Exploring different types of genetic inheritance: additivity, dominance and epistasis

This repository hosts code, workflows and ideas on the use of simulated and real phenotypic and genetic data for the study of genetic inheritance. Different scenarios are simulated, considering additive. dominant and epistatic phenotypes. Genetic data are then used to predict and/or approximate the simulated phenotypes by accounting for additivity, dominance and espistasis.

Operational steps

  1. Use data from Nazzicari & Biscarini 2022 (~1,000 samples) to simulate phenotypes under scenarios of extreme epistasis, and add these to the existing fully additive and fully dominant simulated phenotypes
  2. Use data from the $1,000$ genomes project to explore the same scenario on a different population (still diploid genomes, but human)
  3. Use synthetic data from HAPNEST (~1 million samples) to explore the effect of data scale on the results

Human SNP data are likely data from whole-genome sequencing: for the purpose of this work, SNP-array-like data will be extracted, based on the Infinium Global Screening Array with $654,027$ SNP variants (genetic maps and SNP variant lists can be found here).

Modelling additivity, dominance and epistasis

In this work, we are going to follow the model for additivity, dominance and epistasis outlined by Trudy MacKay in: Mackay, T.F., 2014. Epistasis and quantitative traits: using model organisms to study gene–gene interactions.

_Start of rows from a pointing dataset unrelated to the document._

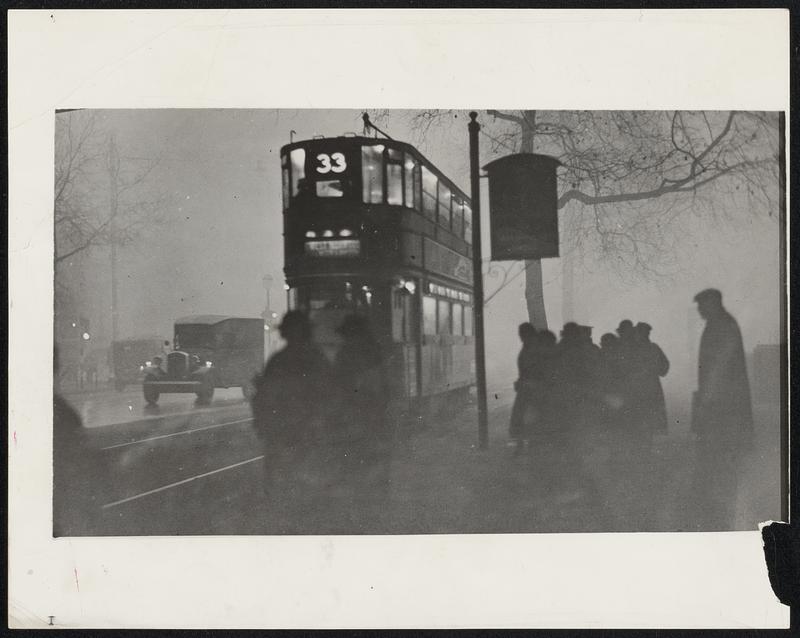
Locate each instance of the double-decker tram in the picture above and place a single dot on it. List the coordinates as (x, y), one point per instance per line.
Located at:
(372, 227)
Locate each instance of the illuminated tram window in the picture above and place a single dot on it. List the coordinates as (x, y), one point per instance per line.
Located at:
(458, 217)
(467, 223)
(394, 183)
(443, 317)
(458, 318)
(412, 184)
(285, 182)
(467, 321)
(372, 173)
(298, 157)
(429, 181)
(444, 205)
(428, 315)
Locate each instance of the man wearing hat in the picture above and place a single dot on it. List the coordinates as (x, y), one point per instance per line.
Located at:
(722, 415)
(289, 406)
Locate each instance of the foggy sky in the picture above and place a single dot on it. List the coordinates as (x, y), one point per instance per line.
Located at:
(221, 169)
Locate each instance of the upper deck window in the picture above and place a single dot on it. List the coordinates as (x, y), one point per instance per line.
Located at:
(394, 177)
(285, 181)
(429, 181)
(298, 159)
(458, 217)
(444, 205)
(467, 223)
(412, 182)
(372, 173)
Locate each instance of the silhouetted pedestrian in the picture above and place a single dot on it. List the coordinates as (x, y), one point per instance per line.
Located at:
(722, 416)
(610, 380)
(547, 397)
(653, 364)
(523, 412)
(576, 363)
(289, 406)
(627, 367)
(78, 471)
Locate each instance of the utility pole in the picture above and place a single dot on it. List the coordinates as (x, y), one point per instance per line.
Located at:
(477, 281)
(113, 176)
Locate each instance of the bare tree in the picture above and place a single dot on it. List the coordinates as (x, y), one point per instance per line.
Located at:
(87, 163)
(627, 177)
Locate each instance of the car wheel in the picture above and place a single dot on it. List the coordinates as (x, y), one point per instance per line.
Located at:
(205, 395)
(248, 391)
(151, 394)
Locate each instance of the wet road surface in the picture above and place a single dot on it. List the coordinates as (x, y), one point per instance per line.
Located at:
(189, 470)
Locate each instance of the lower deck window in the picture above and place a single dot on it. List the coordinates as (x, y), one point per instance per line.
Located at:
(458, 319)
(467, 321)
(429, 315)
(443, 320)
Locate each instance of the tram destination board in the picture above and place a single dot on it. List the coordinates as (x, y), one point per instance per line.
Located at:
(333, 248)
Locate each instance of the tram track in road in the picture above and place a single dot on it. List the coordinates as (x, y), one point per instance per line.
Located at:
(194, 474)
(172, 434)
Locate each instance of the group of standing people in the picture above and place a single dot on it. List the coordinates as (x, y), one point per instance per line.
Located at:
(574, 382)
(324, 423)
(617, 386)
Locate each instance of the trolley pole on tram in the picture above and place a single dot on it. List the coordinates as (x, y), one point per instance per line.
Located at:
(477, 280)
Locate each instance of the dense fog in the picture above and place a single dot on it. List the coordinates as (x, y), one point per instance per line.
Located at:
(219, 248)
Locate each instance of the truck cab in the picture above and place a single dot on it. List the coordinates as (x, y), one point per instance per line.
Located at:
(209, 351)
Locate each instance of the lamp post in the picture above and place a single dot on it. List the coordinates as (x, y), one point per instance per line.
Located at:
(477, 281)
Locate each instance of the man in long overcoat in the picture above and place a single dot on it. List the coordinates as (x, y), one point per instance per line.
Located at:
(290, 407)
(722, 415)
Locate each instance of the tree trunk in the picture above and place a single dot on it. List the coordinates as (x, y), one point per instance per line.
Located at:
(534, 288)
(534, 294)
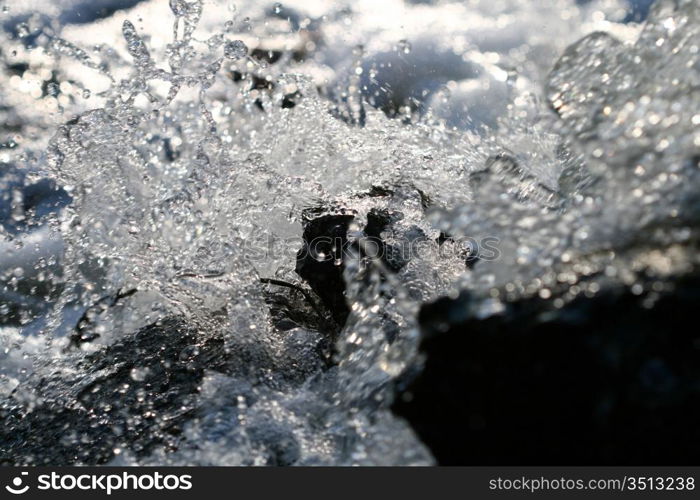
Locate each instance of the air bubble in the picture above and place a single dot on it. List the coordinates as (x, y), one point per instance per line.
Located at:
(235, 49)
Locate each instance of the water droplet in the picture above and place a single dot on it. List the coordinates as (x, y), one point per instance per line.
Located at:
(23, 30)
(235, 49)
(179, 7)
(52, 89)
(404, 47)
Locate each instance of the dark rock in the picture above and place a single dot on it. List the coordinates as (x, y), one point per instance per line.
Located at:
(603, 380)
(325, 238)
(138, 392)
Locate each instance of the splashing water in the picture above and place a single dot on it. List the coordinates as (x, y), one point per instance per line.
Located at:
(153, 291)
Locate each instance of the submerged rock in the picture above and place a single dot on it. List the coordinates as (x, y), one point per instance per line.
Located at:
(135, 394)
(609, 379)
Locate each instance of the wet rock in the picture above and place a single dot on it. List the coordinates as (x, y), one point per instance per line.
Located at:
(135, 394)
(319, 262)
(605, 380)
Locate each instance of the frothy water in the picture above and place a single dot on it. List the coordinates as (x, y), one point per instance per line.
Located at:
(158, 167)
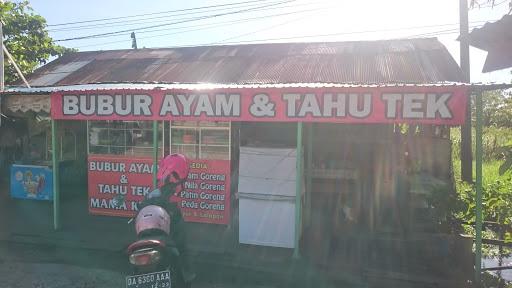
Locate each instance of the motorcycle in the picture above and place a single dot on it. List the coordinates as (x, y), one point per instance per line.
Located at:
(153, 257)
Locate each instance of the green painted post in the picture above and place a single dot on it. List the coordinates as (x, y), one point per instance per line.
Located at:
(478, 242)
(55, 166)
(308, 173)
(155, 152)
(298, 191)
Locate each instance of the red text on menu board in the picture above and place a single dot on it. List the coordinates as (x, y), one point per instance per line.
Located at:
(206, 197)
(116, 185)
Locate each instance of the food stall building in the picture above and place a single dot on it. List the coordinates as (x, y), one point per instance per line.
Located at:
(337, 153)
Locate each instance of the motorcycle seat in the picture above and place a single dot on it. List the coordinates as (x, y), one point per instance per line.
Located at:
(145, 243)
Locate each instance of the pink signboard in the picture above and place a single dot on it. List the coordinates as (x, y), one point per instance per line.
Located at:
(117, 184)
(402, 104)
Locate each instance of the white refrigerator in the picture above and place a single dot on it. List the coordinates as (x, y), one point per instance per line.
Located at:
(266, 191)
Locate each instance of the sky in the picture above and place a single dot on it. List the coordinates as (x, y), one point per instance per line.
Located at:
(233, 22)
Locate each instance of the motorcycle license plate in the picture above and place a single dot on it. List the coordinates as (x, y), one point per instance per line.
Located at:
(160, 279)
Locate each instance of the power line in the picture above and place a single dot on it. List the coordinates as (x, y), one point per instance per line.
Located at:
(208, 26)
(173, 23)
(155, 13)
(151, 20)
(337, 34)
(257, 31)
(440, 32)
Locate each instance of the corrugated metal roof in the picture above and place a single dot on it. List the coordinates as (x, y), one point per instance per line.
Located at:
(496, 38)
(210, 86)
(388, 61)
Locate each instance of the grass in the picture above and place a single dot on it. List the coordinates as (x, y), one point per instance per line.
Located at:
(490, 170)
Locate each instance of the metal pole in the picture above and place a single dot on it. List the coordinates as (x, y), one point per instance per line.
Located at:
(465, 145)
(15, 66)
(309, 169)
(155, 151)
(55, 166)
(478, 242)
(2, 76)
(298, 191)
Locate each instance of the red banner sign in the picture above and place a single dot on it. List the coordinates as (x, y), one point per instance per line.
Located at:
(401, 104)
(117, 184)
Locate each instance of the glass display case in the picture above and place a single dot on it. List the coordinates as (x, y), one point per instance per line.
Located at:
(201, 140)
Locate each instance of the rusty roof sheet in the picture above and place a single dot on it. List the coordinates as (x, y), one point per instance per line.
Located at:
(389, 61)
(496, 38)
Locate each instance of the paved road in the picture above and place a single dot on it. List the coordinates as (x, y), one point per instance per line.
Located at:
(27, 266)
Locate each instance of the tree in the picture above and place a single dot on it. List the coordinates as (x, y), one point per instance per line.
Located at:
(26, 38)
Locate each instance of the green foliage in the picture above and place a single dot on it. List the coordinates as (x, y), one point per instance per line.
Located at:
(497, 109)
(507, 156)
(26, 38)
(494, 138)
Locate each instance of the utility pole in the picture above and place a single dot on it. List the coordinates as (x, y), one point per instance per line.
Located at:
(466, 159)
(134, 41)
(2, 76)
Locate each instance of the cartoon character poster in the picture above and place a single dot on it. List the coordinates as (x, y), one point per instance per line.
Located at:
(31, 182)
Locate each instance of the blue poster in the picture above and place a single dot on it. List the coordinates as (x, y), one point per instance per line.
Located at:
(31, 182)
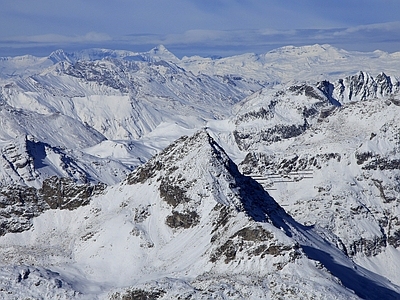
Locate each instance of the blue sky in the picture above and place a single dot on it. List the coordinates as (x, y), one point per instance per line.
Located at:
(203, 27)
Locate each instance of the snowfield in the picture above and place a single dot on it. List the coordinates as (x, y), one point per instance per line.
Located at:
(143, 176)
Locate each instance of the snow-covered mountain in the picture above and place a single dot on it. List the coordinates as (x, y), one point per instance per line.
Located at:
(122, 175)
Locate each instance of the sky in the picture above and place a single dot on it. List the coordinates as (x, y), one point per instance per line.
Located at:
(197, 27)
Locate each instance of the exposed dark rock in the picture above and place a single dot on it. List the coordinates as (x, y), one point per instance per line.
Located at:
(368, 247)
(182, 220)
(254, 234)
(19, 203)
(144, 172)
(172, 194)
(138, 294)
(63, 193)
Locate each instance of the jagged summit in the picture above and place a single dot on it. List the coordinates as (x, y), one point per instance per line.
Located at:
(80, 195)
(197, 168)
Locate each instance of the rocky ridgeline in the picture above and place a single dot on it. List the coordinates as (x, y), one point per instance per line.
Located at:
(19, 204)
(194, 173)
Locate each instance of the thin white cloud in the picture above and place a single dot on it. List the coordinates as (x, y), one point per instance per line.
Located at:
(380, 27)
(90, 37)
(382, 36)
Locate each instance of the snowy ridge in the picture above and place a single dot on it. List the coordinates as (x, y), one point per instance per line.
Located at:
(122, 175)
(218, 240)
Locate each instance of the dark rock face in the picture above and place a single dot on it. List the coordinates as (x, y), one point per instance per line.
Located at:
(138, 294)
(182, 220)
(19, 204)
(63, 193)
(172, 194)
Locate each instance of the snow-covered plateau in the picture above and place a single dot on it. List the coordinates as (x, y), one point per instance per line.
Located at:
(131, 175)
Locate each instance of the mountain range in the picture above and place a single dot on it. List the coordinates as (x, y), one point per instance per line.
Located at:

Nature Reviews Genetics, 15(1), pp.22-33.

The scenarios we aim to simulate are those described in Figure 1 (c) of the MacKay's article:

  1. additivty + dominance deviations at one or more loci
  2. additivity + divergent epistatic interaction (locus1_BB has divergent phenotypes (verylow / very-high) depending on the genotype at locus 2 (AA/BB)
  3. additivity + opposite epistatic interaction: the effects of the AA and BB genotypes at locus 1 are inverted depending on the genotypes at locus 2 (AA / BB)

Various degrees of the above three scenarios may be simulated, more or less extreme.

Fixed parameters:

  • MAF: filter at 5% or 10% to retain only SNPs at intermediate frequencies $\rightarrow$ maximise the effect of epistasis (Mackay, 2013)
  • heritability ($h^2$=0.7): we want to have a sizable genetic contribution in order to be able to study the mechanisms of genetic inheritance

Variable parameters:

  • n. QTL: oligogenic vs polygenic traits: e.g. 50 vs 500 vs 5000?